The doctors thought I had dengue, then malaria…and nothing seemed to bring down my temperature. I recalled experiencing rigors and my mother looking extremely worried, more worried than the other times when my parents had to rush me to A&E because I could not breathe. It was during this time, that I prayed to God, “Please, let me live…long enough so I could be a doctor one day.” Thankfully, I was given the right antibiotics at the right time. It was Rocky Mountain Spotted Fever. If it had not been diagnosed early enough, I would have died.
Reflecting on my near-death experience and being ill now, made me realised that I am living my 14-year-old self’s wildest dreams!
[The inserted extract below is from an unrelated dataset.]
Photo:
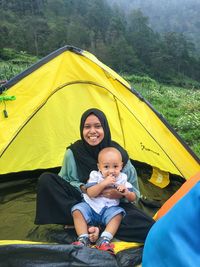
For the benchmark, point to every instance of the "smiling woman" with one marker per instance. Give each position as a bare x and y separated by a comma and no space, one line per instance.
92,130
57,194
However, it has not been easy. Being a doctor, and a female one as well, a thousand miles away from family is not easy. I have to move around a lot and keep rebuilding new friendships and network circles. In this line of work, although rare, I have suffered racist, sexist, abusive threats from patients and their families. And no one to comfort me during the worst days. And in this very moment of unwellness, I have never felt this lonely and sad.
But I have also seen love. And compassion. Between my patients and their partners or family members, and those lovely “thank yous” from them to the medical team. By that one friend, who took time to send me Malaysian homemade rice porridge and some ginger milk tea when I told her I am unwell. By my parents and friends who made time to speak to me over the phone so that I would not be too lonely resting at home. By the rota team, who made a humongous effort to find a replacement for me while I am recuperating. I am blessed.
I cannot imagine myself living another life, not doing what I am doing today. It is a privilege to make caring for women at the most important moments of their lives, and at their most vulnerable, one’s lifelong vocation. It is a privilege to work with colleagues who are respectful and kind. It is a privilege and one that I will continue to cherish and appreciate.
Yes, I don’t feel 100% or on top of the world all the time, but I am indeed living my wildest dreams.